Former Tory Chancellor George Osborne says Keir Starmer has set an ‘easy trap’ for Kemi Badenoch by resetting relations with the EU – and she will find it hard to attack it at the next election
Labour has set an “easy trap” for Kemi Badenoch – and she looks like she’s walking straight into it, former Tory Chancellor George Osborne says.
The austerity chief said the Tories will shoot themselves in the foot if they keep banging on about betraying Brexit. It comes as Keir Starmer seeks a new trade relationship with Europe after years of tension.
Mr Osborne said businesses will feel the benefits of a new relationship – and Tories will look stuck in the past if they keep on opposing it. It comes after polling shows over half of Brits regrets leaving the EU.
He said: “There is such an easy trap here for the Labour government to set for the Conservatives, and has the immediate economic benefit of doing something that’s going to help your GDP in the next few years: Do some kind of trade deal with the EU.”
He said such a deal could make it easier to do agricultural checks, saving billions of pounds a year. He told the Political Currency podcast: “So you basically are digging a pit, you’re putting the spikes in, and you’re inviting Kemi Badenoch to walk into the pit. Because once the deal is done … Every British business will start to adjust to the new trading relationship that they have with the EU, the new customs arrangements, which will be an improvement on the ones that exist today.
“Then you get to the general election, and the Conservatives will say, ‘it’s outrageous, they betrayed Brexit, you know, they’ve conceded some power to the European Court of Justice’ or whatever. They’ll try and rerun the Brexit campaign from 2016 which will be ancient history by then, and every business will go ‘We are not going back to that. We are absolutely not going back into the Brexit chaos…’”

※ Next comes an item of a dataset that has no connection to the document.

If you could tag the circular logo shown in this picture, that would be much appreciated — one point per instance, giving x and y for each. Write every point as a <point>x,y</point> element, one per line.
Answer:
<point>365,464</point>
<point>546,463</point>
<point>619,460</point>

Mr Osborne said that reaching a new deal with the EU will “will win over the business community in that single manoeuvre”. He said the Tories “will be stranded on a kind of ideological argument that really only has resonance with a small portion of the population”.
Labour has made it clear it will not seek a customs union with the bloc, or returning to a single market. And Keir Starmer has repeatedly said that a return to EU membership is not on the cards.
Last week a damning poll found 55% of voters believe it was an error to leave, and just 11% say Brexit has been more of a success than a failure.
YouGov found nearly two thirds of Brits – 64% – support a closer relationship with the EU without formally rejoining. This includes six in 10 leave voters, polling showed.
But Ms Badenoch told The Daily Express that she is “committed to fighting to defend our freedoms and protecting Brexit” as she argued against cozying up to Europe.